「育児が楽しくない」と感じる自分に戸惑っています【お悩み相談室】

今回は「育児が楽しく感じられず、自分を責めてしまう」という20代のお母さんからのご相談です。
SNSでは笑顔で楽しそうな家族ばかりが目に入り、「私だけがうまくできていない」と落ち込んでしまうとのこと。
本当は楽しみたいのに、疲れやイライラが先に来てしまう気持ち、とても自然なことです。その思いに寄り添いながら、保育士が気持ちをラクにするヒントをお伝えします。
こんにちは。2歳の子どもを育てている20代の母です。
最近、育児が全然楽しく感じられなくて、そんな自分に戸惑っています。
手持ち無沙汰で、よくないと思いつつSNSを見ると、みんな笑顔で楽しそうに子どもと遊んでいて、「私だけがうまくできてないんじゃないか」とへこみます。
日々の家事と育児で精一杯で、心の余裕がなくて、子どもと過ごす時間も「頑張って向き合ってる」感じで正直つらいです。
「もっと笑ってあげたい」「本当は楽しみたい」って気持ちはあるのに、疲れとイライラのほうが勝ってしまいます。
もう少しラクに育児を感じられるようになりたいです。
(20代、女性、ハンドルネーム:smile*、職種:主婦)
最初に
ご相談ありがとうございます。
「育児が全然楽しく感じられない」という気持ちを言葉にしてくださったこと、本当に大きな一歩だと思います。
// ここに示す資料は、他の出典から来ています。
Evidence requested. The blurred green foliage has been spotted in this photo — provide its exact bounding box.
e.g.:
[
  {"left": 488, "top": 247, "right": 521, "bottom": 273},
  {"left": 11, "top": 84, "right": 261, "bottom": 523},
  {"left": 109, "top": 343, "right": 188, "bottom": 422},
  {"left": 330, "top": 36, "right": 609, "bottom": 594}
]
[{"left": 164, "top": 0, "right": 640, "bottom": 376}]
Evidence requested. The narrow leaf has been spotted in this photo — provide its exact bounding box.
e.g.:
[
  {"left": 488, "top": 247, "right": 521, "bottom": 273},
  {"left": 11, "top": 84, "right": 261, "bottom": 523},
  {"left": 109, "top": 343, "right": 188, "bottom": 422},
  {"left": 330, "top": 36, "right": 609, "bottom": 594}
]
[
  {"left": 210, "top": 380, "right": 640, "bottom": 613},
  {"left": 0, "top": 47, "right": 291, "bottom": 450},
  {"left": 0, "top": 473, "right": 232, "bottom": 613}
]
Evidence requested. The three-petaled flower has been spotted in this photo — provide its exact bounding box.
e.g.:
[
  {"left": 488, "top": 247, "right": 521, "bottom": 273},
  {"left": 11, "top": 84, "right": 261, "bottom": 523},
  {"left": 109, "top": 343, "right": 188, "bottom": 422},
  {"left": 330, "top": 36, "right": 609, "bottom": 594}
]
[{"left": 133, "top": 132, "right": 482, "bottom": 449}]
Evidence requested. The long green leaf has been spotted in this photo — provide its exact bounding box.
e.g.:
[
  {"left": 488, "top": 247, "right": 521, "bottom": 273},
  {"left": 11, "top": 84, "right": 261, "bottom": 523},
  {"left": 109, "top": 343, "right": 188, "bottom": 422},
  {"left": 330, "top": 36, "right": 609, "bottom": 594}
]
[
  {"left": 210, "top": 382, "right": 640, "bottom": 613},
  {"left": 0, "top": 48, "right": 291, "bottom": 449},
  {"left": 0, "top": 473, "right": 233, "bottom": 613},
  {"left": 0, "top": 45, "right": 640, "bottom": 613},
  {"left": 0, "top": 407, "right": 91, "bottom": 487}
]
保育士としてたくさんのご家庭を見守ってきたことと、自分が子育てをしてみて心から思うことがあります。
それは、「子育ては楽しいだけが正解ではない」
ということです。
子どもと過ごす時間を楽しみたいと思っていても、実際には思うようにいかないこともありますよね。
楽しめない自分を責めてしまうかもしれませんが
わたしは決してそう思うことは悪いことではないと思いますし、ましてやお母さんの力不足などの問題ではないと思います。育児の中には「楽しめない時」「辛い時」があって当然なのです。
日常の小さな発見が“楽しさの芽”になります
怒ってばかりと反省するお母さんも、うまくいかなくて落ち込んでばかりのお母さんも
みなさんその根っこの部分には「子どもを大切に思い、一生懸命向き合っている気持ち」が必ずあるように思います。
辛くなる時はこのように考えてほしい
「楽しいと思えない」そんな気持ちを抱えながらも一生懸命に子どもと向き合っているお母さんであること。
それは「楽しくないから何もしない」「楽しめないから向き合わない」ということとは全く違っていると思います。
楽しめないと思いながらも関わろうとする、その姿勢こそが子どもにも伝わっていくと私は感じています。
育児を楽しみたい!と強く思うことがあるときは
いきなり毎日が楽しくなることではなく、「小さな発見」を繰り返すことも大事です。
・寝顔が可愛かった
・怒っちゃったけど仲直りできた
・子どもが優しくしてくれた
日々の小さいことを1日の終わりに2~3個でも振り返って探していくと
その積み重ねが楽しみを探すきっかけにもつながります。
たとえ楽しめない日々も「一緒に歩んだ証」
実は、現職時代にあるお母さんに「育児が辛い」と相談されたことがあります。
私自身、産後鬱を経験しての復帰2年目のことでした。
「楽しいと思わなくていいんですよ!こんなに一生懸命育ててくれてるんだから!」
と返したことがあります。
これって保育士としておかしいこと言っちゃったかな?
もっと何か具体的な楽しく感じられるアイディアを言えたらよかったかな?
とも思いましたが
楽しいと思わなきゃ!もっと笑わなきゃ!と思い詰めながら育児をしなくていいじゃないか。とありのままの気持ちを伝えました。
「先生ってちょっと変わってますね!今までそんなこと言われたことない!でも元気出た!」と笑顔で言われたことがあります。
その姿を見た時に、きっと多くのお母さんは「こう思っちゃいけない」「こうできないことは母失格」と思い込みながらそれでも一生懸命日々を生きているんだろうな、と感じました。
最後に
母の経験は子どもの年齢と同じだけ。
できないこともあるし、変な風に考えてしまうこともたくさんあります。
でもどんな姿であっても、その根っこには「子どもと一生懸命、向き合っている自分」が必ずいるのです。
楽しめない気持ち、そんな気持ちも含めて、お母さんの歩みは子どもにとって大切な宝物になるのだと思います。